If you are of a certain age, you’ll remember when you couldn’t turn on your TV without being bombarded by helpful advice during commercials. Mr. Whipple warned against squeezing the Charmin, Miss Chiquita hustled bananas with a merengue flair Carmen Miranda would have envied, and Mrs. Olson saved more troubled marriages than Dr. Phil simply by telling housewives to switch coffee brands.
Folks like Geraldine the Plumber, the Tidy Bowl Man, and the poor, woebegone Maytag Repairman. People we knew and trusted, like close family friends.
Except, they weren’t friends. They weren’t even real. They were fictional characters created specifically to make us buy their products. And they were good at it, too. So much so that the 1960s and 70s were a Golden Age for commercials featuring made-up pitchmen and women.
They owed their success to a forgotten forebearer. To understand why she was so successful, you must first understand the problem this advertising pioneer addressed.
In 1900, when you needed to get somewhere, you took a train. It was both affordable and the fastest way to get there.
But riding the rails had a huge headache. The steam engines that powered passenger trains burned tons of coal. Their smokestacks spewed a steady stream of thick, black clouds every mile of the way. Much of it was sucked inside the cars. When passengers arrived at their destination, they were often covered in dark soot. It was even worse in summer when the only relief from stifling heat was open windows, making a bad situation even worse.

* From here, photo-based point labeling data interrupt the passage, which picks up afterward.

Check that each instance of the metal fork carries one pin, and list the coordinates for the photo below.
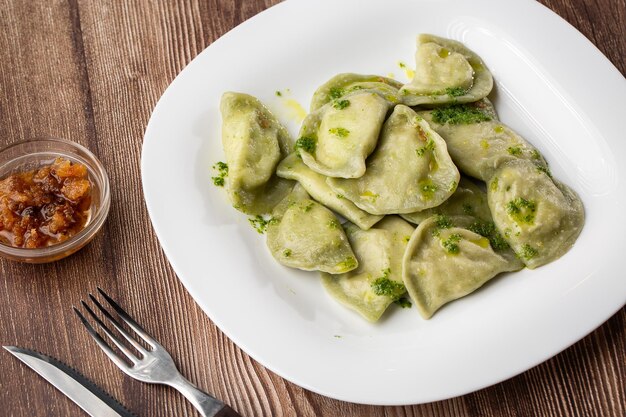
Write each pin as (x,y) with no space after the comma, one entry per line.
(153,365)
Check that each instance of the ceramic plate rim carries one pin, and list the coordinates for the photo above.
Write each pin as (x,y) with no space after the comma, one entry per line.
(153,158)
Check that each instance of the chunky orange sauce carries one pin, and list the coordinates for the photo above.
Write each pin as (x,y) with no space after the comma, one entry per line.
(44,206)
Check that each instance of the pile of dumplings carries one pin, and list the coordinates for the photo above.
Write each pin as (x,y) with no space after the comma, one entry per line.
(376,191)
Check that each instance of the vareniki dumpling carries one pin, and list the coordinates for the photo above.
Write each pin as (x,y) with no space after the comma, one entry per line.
(468,199)
(377,282)
(254,142)
(335,139)
(409,171)
(446,72)
(293,168)
(447,258)
(539,216)
(479,143)
(343,84)
(304,234)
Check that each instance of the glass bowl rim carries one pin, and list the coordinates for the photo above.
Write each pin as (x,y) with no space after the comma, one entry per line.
(81,238)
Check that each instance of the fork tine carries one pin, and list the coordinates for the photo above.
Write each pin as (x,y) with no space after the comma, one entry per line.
(101,342)
(129,320)
(118,326)
(129,354)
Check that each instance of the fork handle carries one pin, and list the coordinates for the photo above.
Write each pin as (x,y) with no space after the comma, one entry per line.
(207,405)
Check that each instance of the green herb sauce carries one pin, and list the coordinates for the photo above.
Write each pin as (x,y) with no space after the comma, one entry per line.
(459,114)
(522,210)
(339,132)
(306,144)
(222,169)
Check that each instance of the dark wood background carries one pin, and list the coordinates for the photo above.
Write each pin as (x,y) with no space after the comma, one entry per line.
(91,71)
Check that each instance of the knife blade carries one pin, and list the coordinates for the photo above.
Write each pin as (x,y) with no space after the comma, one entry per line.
(87,395)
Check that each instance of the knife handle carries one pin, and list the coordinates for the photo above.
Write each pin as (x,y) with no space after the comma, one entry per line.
(207,405)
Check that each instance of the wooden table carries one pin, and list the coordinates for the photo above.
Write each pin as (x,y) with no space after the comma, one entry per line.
(92,71)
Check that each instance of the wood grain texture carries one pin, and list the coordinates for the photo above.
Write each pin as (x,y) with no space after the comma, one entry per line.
(92,71)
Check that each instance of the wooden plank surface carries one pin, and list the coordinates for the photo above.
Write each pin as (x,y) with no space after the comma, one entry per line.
(91,71)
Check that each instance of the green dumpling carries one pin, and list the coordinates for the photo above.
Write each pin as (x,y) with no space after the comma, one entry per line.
(410,170)
(468,199)
(540,217)
(254,142)
(335,139)
(343,84)
(477,141)
(377,282)
(304,234)
(447,259)
(446,71)
(293,168)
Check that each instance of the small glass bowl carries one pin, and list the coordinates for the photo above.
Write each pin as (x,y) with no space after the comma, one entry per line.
(32,154)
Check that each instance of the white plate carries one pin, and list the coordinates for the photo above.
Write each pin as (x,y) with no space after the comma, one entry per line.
(553,86)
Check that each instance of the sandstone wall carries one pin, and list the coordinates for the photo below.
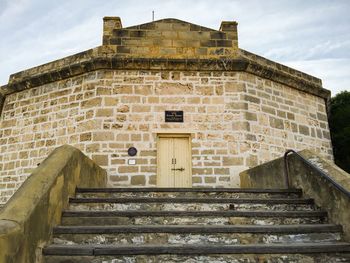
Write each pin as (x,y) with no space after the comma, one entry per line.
(237,120)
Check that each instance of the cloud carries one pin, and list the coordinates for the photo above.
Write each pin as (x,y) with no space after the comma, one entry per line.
(306,34)
(333,72)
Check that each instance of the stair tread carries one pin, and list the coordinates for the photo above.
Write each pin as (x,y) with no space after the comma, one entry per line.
(199,190)
(307,228)
(191,200)
(195,249)
(195,213)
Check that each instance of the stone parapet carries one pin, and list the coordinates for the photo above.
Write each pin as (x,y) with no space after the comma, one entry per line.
(88,61)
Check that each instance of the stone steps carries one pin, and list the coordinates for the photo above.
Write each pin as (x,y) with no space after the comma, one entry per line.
(177,234)
(97,250)
(188,192)
(220,258)
(191,217)
(190,204)
(194,225)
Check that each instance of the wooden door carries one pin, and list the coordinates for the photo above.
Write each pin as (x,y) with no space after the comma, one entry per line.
(174,161)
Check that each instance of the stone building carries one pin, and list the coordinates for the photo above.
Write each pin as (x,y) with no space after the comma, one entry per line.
(197,108)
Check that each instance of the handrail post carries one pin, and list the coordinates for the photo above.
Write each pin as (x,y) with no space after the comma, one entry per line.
(286,167)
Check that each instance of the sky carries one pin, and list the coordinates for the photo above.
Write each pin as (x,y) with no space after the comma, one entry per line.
(309,35)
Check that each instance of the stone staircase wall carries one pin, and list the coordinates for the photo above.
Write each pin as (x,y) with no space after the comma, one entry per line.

Then, the folks at the Lackawanna Railroad had an idea. (Though it was officially the Delaware, Lackawanna, and Western Railroad, it went by its middle name.)
Without delving into too much science, the soot problem was at its worst when engines burned bituminous coal. Tar-like bitumen is similar to asphalt, and boy, does it put out clouds of smoke when burned.
So, the Lackawanna switched to cleaner-burning anthracite coal. Although that didn’t eliminate the soot problem completely, it significantly reduced it.
Now, railroad executives faced a new challenge: how to let the rail-riding public know about the improvement. And the genius of Earnest Elmo Calkins came to their rescue.
Called the “Dean of Advertising Men” and “arguably the single most important figure” in his profession in the early 20th century, he dreamed up fictional commercial characters. Left deaf by a childhood case of measles, he became the editor of his college newspaper. (And he only graduated by the skin of his teeth; when professors wanted to expel him for failing geology, school trustees stepped in and made sure he got his sheepskin.)
In the early 1890s, he entered an ad contest to promote Bissell carpet cleaners as Christmas gifts. His entry was selected from 1,433 entries, earning him the $50 prize (about $2,000 today) and launching him on a new career path.
He and a partner started their own business in 1902, and the advertising industry was forever changed. That was when the Lackawanna turned to him for help.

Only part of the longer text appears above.